Actually, I’m a noise snob. My best birthday present in recent years was a set of custom ear plugs from an audiologist. It’s been the best thing for what my wife, Mary, calls my “sleep hygiene” in years. And I refuse to ride a Harley (“potato-potato-potato”), just because they’re so obnoxiously loud.
Fortunately for people like me who struggle with loud, the future of noise is that there may be less of it. Yes, given global urbanization and population booms, cities will continue not to sleep and to hum constantly. Today, the average background hum (traffic, yelling, sirens) of a U.S. city is 70 decibels. While countries like Germany have strong social norms for quiet hours, that’s rare in North America. So what might give hope for more quiet in the future?
The big factor will be that our cars in years to come won’t make as much racket. As electric cars become more popular — and they will — researchers at the Sound Studies Lab at the University of Copenhagen predict that horns and sirens will be quieter, too. Notre Dame scientists point to a Phoenix experiment with “quiet pavement” made of rubberized asphalt or smooth concrete that cuts traffic noise 6 to 12 decibels. Some predict that roads could become too quiet, warning of the needs to require at least minimal amounts of noise so that pedestrians can hear cars coming.
There will be other changes as well. In the lawn, we will see fewer deafening two-stroke engine leaf-blowers as battery technology improves and electric units become powerful enough to replace them. Already in New York City, construction crews use electric jackhammers, half as loud as traditional ones. Drone delivery could take significant truck traffic off the road. And FAA and NASA engineers are making steady progress on building quieter airplanes.

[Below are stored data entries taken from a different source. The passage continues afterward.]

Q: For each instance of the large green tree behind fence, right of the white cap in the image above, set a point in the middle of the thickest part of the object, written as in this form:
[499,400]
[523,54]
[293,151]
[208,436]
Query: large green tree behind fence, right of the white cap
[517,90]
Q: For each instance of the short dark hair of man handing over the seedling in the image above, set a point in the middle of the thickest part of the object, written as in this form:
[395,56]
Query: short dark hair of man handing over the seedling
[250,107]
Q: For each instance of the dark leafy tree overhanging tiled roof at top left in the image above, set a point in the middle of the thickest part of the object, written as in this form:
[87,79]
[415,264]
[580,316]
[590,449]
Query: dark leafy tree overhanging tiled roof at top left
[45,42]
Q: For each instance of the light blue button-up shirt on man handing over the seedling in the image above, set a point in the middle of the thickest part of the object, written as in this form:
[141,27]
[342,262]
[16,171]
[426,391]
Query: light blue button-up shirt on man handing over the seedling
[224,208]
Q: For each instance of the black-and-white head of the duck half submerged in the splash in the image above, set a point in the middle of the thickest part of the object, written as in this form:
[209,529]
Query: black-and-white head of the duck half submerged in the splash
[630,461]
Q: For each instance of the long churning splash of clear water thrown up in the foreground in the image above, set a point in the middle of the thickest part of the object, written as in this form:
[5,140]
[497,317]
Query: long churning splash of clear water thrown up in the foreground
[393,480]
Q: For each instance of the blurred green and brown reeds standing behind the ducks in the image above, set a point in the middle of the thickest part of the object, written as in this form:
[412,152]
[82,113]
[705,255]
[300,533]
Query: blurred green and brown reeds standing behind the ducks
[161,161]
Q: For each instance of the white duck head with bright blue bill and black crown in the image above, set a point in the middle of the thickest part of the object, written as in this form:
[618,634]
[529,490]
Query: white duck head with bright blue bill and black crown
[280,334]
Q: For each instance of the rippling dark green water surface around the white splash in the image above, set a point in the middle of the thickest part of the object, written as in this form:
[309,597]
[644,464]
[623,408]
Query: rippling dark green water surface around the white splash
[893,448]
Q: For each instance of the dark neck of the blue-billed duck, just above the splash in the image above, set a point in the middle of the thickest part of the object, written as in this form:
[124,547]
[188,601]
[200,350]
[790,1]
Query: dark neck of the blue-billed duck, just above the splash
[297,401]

“For God alone, my soul waits in silence,” says Psalm 62. Writers like Dallas Willard and Richard Foster have long claimed that the fundamental disciplines of the Christian life are founded in silence, and the deep listening to God that can only occur in intentional quiet. Silence can be a gift, but it is also profoundly unnerving to many people who are habituated to constant talking and noise. I have been in Baptist worship services (admittedly rare) that call for a 1 to 3 minute period of silence; invariably, I hear the sniffles of people weeping when they are quiet even that briefly. Will our Baptist tribes learn how to dwell well in silence? When the future is quieter, that will become an essential competency.